What’s the story? As Grissom returned from his sabbatical, Keppler’s past came back to haunt him in the worst possible way.
Why so good? It’s rare for a newly introduced character to make such an impact on an already established show in so short a time – just four weeks.
Digging a little deeper: Keppler (Liev Schreiber), who first appeared as Grissom’s replacement in Episode 12, Sweet Jane, wasn’t at all what I’d expected. For a start, he was much younger and his methods, while not exactly unorthodox, were certainly different. And it was immediately obvious that we were looking at a man with a past.
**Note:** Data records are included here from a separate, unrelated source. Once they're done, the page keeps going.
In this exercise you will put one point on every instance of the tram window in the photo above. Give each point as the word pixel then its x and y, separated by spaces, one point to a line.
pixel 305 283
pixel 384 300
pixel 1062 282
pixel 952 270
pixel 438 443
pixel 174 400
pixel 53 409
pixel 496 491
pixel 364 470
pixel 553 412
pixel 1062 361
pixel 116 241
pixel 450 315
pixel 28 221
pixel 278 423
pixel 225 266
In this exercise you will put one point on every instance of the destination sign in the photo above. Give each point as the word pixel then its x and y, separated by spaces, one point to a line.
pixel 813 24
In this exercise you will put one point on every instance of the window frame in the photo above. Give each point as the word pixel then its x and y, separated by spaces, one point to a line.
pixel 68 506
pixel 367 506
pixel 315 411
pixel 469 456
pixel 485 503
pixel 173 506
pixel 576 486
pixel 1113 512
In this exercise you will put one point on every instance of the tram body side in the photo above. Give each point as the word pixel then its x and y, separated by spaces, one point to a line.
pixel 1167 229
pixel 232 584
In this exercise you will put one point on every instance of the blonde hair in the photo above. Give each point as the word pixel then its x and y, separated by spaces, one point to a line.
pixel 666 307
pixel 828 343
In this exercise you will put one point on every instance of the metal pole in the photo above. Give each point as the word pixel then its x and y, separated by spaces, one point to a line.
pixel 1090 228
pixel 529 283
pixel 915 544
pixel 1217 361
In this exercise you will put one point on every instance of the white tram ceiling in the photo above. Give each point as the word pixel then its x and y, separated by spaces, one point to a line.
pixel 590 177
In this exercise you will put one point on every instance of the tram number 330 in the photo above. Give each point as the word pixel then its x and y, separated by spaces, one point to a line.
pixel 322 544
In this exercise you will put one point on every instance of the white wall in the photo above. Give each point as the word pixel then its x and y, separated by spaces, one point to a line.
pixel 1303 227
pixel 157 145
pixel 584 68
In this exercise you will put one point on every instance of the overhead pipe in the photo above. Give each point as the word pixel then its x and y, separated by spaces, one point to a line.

In Law of Gravity all was revealed – not in a single swoop, of course, that wouldn’t be CSI’s style but piece by piece in a series of flashbacks. Usually a means of recreating crime scenarios, here they went a step further, exposing the tortured soul of a man who had brutally killed what turned out to be an innocent fellow being. And that man was indeed Keppler.
Some fine acting from Schreiber made it easy to empathise with Keppler’s predicament when blackmailed into silence by a supposed friend and former colleague, retired New Jersey cop Frank McCarty (Len Cariou). A thoroughly nasty character (though didn’t he look just a little bit like Nicholas Lyndhurst grown suddenly old!) whose presence at a crime scene involving a murdered police officer and prostitute was more than just coincidence.
While his betrayal of both Keppler and his own daughter, whose death it was Keppler avenged, was nothing short of heinous, particularly in the light of what ultimately transpired. And I’m deliberately not elaborating further so as not to spoil the plot completely for those of you yet to see the episode.
In the circumstances, the ending was inevitable (but again I’ll say no more). Even so, it left me feeling strangely bereft. All I can say, is thank goodness for Grissom who, with or without beard, it was good to see back. As for the rest of the team, they did what they always do – followed the evidence, although it has to be said, in this instance somewhat reluctantly.
In an episode that belonged to Keppler, this was CSI: Crime Scene Investigation at its very best.